For diluted samples measured with ELISA, we found values close to the expected analyte concentrations, if a previously measured sample was re-measured in a 1:10 dilution. Samples re-measured by ELISA after a 1:5 dilution tended to result in slightly higher values than mathematically expected (Fig 3a). The multiplex bead array method also measured slightly higher values than expected both after a 1:5 as well as after a 1:10 dilution (Fig 3a).

When samples with spiked-in VEGF-A were measured by ELISA, observed recovery rates were approximately 80% (Fig 3b). These experiments were performed only at our central laboratory to test basic assay performance and were therefore not included in the linear regression model.

Time before and after centrifugation

We investigated whether storing blood samples before or after centrifugation would affect VEGF-A readings. When EDTA plasma samples were stored at room temperature for up to two hours before centrifugation, VEGF-A levels were only increased in a few samples (Fig 4a). PF-4 readings also tended to be slightly higher in samples with longer incubation times and correlated with higher VEGF-A readings (Fig 4b). This was, however, not found to be a significant independent confounder of VEGF-A readings in the linear regression model (see Table 2). In an additional experiment, we evaluated whether even longer waiting times (up to 24 hours before centrifugation) would affect VEGF-A readings. While long-term storage before centrifugation had a significant impact on VEGF-A readings from EDTA samples, there was no change in PECT or CTAD samples (Fig 4c).

Fig 4

Impact of time before (a,b,c) and after (d-g) centrifugation on measured VEGF-A and PF-4 levels.

In some EDTA samples, VEGF-A (a,c,d) and PF-4 levels (b,f) increased with longer incubation times. This was particularly significant when EDTA samples were stored for longer periods of time before centrifugation (c). In PECT samples (c,e,g), VEGF and PF-4 values were not affected by longer sample storage times.

A subset of EDTA- and PECT plasma samples was stored at room temperature or at 4°C, respectively, for up to 6 hours after centrifugation before the plasma was separated from the cell pellet. In some of the EDTA plasma samples, higher VEGF-A levels were measured (Fig 4d). This was, however, not significant in the linear regression model (see Table 2). Importantly, none of the samples collected in PECT anticoagulant showed a detectable change in measured VEGF-A levels over time (Fig 4e). In support of the notion that PECT anticoagulant very potently inhibits thrombocyte activation, we found considerably higher PF-4 values in EDTA samples compared to PECT samples (Fig 4f and 4g; note the different y-axis in the two PF-4 graphs).
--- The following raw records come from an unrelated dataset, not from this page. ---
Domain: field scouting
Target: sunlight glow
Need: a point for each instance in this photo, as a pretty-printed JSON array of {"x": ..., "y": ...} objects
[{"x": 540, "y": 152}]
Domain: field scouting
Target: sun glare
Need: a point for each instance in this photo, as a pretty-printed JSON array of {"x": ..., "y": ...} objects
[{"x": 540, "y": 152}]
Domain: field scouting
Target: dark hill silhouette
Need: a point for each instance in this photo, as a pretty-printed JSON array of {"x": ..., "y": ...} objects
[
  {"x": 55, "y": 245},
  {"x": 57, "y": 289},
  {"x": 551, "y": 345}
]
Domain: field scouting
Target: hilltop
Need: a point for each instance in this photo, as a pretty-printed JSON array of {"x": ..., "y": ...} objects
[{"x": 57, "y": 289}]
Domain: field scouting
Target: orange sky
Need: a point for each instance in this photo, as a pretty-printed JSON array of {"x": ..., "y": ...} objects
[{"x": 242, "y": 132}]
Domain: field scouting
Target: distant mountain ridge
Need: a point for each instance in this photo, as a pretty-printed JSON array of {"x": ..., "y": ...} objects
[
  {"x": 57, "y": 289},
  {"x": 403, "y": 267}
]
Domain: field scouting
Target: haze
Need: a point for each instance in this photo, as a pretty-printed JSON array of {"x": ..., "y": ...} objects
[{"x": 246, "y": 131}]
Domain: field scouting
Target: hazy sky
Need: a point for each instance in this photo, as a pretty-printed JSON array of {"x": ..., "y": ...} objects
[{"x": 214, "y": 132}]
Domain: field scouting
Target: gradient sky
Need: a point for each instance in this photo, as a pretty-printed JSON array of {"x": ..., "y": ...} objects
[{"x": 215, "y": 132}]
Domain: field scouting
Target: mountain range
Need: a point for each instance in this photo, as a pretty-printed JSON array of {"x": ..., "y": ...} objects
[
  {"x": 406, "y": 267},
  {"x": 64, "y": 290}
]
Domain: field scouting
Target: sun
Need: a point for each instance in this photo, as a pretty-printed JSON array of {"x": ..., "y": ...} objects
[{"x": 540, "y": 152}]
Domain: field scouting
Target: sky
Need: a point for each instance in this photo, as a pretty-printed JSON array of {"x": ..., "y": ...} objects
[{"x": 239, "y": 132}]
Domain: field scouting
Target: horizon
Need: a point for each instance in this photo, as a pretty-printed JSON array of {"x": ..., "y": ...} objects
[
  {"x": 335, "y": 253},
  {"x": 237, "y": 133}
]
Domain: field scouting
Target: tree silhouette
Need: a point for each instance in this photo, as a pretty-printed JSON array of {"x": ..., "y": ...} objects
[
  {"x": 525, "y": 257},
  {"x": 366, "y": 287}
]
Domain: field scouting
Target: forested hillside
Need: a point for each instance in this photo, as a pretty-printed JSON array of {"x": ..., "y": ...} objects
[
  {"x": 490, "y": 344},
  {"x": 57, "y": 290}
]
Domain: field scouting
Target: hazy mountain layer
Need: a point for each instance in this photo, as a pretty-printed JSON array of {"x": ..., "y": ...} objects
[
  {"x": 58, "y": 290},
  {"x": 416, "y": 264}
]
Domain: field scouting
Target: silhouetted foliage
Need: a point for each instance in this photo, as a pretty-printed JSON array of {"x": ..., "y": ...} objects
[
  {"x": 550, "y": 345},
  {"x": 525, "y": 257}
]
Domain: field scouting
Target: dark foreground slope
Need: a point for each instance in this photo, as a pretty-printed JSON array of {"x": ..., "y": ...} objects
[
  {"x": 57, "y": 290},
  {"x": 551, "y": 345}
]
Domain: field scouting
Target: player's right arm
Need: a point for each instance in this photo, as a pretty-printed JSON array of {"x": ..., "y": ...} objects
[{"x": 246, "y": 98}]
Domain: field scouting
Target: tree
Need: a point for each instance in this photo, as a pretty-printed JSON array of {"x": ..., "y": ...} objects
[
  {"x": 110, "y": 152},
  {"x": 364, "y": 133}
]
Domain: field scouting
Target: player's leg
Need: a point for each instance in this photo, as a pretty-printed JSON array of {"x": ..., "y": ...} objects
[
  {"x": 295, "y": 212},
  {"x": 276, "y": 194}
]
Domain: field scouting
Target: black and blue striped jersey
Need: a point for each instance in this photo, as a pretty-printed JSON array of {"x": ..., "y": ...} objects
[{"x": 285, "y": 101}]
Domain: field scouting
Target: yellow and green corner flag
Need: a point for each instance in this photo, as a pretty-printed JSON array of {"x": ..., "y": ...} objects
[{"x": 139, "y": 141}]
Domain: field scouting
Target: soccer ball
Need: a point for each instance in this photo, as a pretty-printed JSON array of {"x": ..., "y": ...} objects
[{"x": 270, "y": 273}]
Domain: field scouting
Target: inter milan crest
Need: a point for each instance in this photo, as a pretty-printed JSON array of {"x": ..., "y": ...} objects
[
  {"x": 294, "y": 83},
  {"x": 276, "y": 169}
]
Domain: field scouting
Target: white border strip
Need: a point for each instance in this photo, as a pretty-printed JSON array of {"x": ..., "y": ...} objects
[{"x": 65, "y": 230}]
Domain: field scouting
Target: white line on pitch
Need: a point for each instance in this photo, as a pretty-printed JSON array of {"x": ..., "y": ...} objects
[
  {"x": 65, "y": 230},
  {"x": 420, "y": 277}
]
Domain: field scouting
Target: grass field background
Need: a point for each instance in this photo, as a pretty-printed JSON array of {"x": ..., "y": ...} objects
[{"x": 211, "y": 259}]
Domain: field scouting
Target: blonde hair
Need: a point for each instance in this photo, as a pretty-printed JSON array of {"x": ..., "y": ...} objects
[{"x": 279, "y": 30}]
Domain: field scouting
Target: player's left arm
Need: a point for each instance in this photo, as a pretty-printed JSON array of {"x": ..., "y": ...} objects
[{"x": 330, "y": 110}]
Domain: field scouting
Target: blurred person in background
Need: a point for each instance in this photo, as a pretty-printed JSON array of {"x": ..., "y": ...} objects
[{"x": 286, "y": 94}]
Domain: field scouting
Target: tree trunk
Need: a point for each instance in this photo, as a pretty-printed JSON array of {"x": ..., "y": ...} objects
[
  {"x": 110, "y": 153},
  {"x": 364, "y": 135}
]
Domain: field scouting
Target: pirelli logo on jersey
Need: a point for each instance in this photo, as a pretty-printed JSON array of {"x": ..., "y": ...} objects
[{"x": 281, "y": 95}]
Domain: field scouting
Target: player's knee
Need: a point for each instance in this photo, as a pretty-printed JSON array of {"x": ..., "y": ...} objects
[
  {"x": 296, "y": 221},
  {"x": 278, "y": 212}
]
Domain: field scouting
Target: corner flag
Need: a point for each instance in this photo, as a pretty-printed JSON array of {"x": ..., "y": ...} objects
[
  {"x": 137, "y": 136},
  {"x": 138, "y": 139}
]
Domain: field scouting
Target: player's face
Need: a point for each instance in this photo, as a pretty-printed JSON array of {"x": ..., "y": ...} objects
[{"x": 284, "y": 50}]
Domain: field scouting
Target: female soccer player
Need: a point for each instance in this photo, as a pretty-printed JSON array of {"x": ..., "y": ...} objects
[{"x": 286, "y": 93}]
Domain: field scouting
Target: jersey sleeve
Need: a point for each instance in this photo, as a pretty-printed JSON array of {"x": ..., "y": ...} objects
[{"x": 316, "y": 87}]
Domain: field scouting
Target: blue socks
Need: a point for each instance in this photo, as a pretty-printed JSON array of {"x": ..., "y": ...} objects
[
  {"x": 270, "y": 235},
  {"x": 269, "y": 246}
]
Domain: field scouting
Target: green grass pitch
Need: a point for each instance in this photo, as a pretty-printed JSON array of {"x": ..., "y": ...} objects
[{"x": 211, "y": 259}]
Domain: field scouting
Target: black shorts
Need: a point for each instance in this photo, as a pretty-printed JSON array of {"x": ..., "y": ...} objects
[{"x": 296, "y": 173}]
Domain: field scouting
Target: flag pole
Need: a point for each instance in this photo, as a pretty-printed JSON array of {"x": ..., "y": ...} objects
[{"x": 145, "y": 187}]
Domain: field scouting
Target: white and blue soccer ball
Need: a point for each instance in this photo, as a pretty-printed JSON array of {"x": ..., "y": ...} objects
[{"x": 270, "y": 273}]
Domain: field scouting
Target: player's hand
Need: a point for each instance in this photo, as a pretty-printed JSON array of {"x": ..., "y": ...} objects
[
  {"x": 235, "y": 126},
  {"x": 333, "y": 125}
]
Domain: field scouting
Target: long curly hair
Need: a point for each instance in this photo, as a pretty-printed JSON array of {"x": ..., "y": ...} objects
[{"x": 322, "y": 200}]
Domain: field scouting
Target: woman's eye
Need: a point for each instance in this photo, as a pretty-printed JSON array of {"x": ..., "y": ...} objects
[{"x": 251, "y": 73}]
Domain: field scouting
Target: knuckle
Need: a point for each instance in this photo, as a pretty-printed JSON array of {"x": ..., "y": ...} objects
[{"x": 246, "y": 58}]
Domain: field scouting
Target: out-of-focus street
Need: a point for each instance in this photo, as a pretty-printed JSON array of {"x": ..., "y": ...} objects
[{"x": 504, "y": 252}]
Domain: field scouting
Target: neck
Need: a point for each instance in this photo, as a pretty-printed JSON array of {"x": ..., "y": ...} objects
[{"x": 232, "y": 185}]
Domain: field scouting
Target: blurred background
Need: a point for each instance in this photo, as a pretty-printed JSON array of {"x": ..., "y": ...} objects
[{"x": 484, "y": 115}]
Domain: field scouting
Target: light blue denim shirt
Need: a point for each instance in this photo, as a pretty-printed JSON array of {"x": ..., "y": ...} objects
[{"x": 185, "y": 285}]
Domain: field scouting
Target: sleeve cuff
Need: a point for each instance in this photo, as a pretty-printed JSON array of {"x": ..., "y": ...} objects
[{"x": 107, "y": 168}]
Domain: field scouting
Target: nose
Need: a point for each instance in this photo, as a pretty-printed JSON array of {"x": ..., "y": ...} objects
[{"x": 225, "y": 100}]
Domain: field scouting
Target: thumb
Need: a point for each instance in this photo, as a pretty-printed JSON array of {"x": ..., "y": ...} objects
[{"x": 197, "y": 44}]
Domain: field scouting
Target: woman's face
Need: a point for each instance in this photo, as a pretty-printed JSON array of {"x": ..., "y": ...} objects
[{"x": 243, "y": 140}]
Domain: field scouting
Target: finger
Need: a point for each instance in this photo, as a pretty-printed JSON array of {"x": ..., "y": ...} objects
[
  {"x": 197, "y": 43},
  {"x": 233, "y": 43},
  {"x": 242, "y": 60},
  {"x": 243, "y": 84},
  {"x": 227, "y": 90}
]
Butterfly vs. neonatal cannula

Variations in blood sample acquisition can significantly affect measurement results. For example, this is well established for potassium sampling when release of intracellular potassium leads to erroneous high plasma readings after partial cell lysis during sample acquisition [39]. Likewise, thrombolysis occurring during sample acquisition might result in incorrect high VEGF-A levels. Since VEGF-A measurements have become increasingly important also in neonatal patients with the advent of anti-VEGF treatment in infants suffering from retinopathy of prematurity (ROP), VEGF-A levels were determined in samples obtained with neonatal cannulas or with standard butterfly needles (all taken from the same adult participants). The scatter plot in Fig 5a indicates a minor trend for higher VEGF-A readings in some samples that were obtained with neonatal cannulas. Many values, however, are located near the bisecting line indicating comparable measurement results. The kind of cannula was not a statistically significant independent confounder in the linear regression analysis (see Table 2).

Fig 5

(a) Scatter plot for the influence of cannula (neonatal vs. butterfly) on measured VEGF-A plasma levels; (b) Scatter plot for intrapersonal fluctuations in plasma VEGF-A levels over one week; (c) Scatter plot for the impact of filling level of blood collection tubes on the resulting VEGF-A levels.
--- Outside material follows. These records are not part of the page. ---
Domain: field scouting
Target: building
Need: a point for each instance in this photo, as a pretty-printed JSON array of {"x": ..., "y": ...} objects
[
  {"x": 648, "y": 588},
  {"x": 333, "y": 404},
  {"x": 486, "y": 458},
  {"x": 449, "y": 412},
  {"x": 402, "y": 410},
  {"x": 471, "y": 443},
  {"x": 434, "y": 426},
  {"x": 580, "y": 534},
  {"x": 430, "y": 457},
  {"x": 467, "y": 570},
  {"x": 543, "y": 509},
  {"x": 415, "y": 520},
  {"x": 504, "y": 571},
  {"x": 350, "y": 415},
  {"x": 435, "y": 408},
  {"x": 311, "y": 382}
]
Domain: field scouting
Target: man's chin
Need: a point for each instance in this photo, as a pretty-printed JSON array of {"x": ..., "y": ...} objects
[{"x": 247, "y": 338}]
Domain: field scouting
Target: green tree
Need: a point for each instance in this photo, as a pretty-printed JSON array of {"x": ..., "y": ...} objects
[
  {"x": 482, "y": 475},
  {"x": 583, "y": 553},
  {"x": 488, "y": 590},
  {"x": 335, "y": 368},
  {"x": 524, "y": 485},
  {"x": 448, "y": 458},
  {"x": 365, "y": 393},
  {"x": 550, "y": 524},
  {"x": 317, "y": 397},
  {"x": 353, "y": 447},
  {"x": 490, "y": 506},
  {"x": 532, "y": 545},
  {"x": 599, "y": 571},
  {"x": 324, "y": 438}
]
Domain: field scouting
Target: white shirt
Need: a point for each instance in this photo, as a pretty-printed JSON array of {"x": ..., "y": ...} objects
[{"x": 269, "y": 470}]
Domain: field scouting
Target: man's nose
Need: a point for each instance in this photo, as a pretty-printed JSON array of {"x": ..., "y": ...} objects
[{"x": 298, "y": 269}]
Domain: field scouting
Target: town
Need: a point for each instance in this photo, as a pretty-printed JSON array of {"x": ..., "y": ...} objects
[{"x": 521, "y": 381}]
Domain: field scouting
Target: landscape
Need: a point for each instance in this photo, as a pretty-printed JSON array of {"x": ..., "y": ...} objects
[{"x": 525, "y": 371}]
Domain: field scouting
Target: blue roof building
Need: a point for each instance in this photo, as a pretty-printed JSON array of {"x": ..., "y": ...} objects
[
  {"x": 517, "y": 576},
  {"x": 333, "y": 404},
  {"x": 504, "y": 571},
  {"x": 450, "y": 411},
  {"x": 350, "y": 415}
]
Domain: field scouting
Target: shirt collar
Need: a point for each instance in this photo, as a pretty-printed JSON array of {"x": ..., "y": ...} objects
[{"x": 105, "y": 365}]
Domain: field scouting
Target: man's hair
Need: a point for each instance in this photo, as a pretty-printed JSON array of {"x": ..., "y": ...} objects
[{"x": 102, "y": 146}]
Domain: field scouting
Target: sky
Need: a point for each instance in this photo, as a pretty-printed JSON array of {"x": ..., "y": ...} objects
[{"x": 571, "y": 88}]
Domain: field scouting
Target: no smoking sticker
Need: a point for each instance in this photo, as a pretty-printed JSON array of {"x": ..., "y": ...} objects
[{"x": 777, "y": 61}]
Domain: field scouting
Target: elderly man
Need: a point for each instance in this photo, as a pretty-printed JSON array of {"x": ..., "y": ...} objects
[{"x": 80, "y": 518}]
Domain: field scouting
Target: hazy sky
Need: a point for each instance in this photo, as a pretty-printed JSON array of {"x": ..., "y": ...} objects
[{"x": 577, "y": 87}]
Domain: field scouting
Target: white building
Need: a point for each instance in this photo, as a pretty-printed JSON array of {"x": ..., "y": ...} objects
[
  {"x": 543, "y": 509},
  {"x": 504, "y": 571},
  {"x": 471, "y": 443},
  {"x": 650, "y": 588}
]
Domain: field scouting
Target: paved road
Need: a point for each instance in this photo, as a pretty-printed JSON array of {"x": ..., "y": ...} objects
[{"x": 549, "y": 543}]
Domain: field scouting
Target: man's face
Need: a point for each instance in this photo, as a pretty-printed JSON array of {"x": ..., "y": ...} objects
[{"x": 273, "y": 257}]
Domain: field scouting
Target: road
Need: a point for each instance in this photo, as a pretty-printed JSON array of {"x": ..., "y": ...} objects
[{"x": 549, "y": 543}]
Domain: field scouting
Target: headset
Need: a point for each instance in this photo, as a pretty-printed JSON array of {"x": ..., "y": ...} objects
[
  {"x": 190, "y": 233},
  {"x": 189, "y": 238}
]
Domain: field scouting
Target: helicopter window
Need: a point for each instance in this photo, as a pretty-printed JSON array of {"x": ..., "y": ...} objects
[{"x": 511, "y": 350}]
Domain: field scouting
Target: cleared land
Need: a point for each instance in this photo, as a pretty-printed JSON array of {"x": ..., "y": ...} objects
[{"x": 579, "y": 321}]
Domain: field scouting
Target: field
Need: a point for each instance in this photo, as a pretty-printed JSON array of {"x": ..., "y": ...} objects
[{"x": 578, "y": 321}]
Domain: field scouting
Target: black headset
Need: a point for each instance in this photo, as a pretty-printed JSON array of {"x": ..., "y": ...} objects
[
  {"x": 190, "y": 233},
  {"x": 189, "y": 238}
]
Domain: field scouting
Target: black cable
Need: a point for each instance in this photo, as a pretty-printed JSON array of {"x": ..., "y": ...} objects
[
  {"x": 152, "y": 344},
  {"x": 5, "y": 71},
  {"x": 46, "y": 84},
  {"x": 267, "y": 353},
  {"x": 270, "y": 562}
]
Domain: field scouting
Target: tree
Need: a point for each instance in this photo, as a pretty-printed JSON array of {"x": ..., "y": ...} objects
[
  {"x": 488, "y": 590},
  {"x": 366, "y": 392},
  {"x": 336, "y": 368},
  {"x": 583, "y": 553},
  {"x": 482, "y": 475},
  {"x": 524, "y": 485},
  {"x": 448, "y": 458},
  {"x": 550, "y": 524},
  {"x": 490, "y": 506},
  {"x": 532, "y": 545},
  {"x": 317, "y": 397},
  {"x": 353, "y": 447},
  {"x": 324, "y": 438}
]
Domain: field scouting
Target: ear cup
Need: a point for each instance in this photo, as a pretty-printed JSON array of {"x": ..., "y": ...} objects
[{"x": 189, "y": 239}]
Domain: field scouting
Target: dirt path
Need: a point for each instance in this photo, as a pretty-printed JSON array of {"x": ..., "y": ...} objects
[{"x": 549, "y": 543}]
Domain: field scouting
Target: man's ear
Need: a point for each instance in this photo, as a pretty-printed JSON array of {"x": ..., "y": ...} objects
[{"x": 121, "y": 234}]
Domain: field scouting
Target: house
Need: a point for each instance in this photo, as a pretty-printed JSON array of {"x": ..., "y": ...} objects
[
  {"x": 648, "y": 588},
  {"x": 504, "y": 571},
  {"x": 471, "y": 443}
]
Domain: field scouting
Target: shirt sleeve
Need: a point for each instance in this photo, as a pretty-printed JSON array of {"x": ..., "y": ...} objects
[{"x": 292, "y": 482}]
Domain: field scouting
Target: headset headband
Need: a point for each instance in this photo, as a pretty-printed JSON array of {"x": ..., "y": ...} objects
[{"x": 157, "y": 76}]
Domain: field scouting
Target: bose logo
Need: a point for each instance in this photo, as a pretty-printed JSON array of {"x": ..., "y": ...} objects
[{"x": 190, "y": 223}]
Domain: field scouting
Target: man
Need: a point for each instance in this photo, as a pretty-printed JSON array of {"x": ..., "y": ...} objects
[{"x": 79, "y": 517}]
Location of values near the bisecting line indicates comparable measurement results.

Intrapersonal fluctuations over one week

In order to investigate whether VEGF-A levels vary in healthy participants over time, systemic VEGF-A levels were re-measured in new samples obtained from the same individuals after one week. Slight variations were observed, but these were not identified as independent confounders in the linear regression model (Fig 5b and Table 2).

Filling level of the collection tubes

In clinical routine, sample tubes are not always filled completely. This leads to altered ratios of sample volume to anticoagulant. Fig 5c shows the scatter plot for completely filled vs. half-filled tubes. There was no difference found (most values are located near the bisecting line) and accordingly, filling level was not identified as an independent confounder in the linear regression analysis (see Table 2).

Discussion

Systemic VEGF-A levels are measured as biomarkers in different medical fields, such as oncology [30, 40], pneumology [41] and ophthalmology [28, 35–37]. Absolute values for VEGF-A levels vary noticeably between studies (e.g. plasma VEGF-A levels of healthy probands were reported to be between 81 pg/ml [42] and 180 pg/ml [35]) and therefore, cross-study comparisons are difficult. This is due to the fact that the methodology for VEGF-A measurements from human blood differs and that various confounders, e.g. source (plasma or serum [30, 31, 36, 43]), blood sampling techniques and anticoagulants (heparin plasma [44], CTAD plasma [28], EDTA plasma [45] or others [31]), can considerably affect measurable VEGF-A levels. In this study, we identified a number of parameters that can all independently lead to a bias of measured VEGF-A values from human blood samples. These parameters are: type of anticoagulant, assay method, center performing the measurement, type of centrifuge, sex of the participant. These parameters are extremely important to consider when systemic VEGF-A is measured for example as part of a safety evaluation after anti-VEGF therapy or in other fields, where systemic VEGF-A levels are of importance for example in evaluating clinical outcome [18-20] or in providing risk estimates [46, 47].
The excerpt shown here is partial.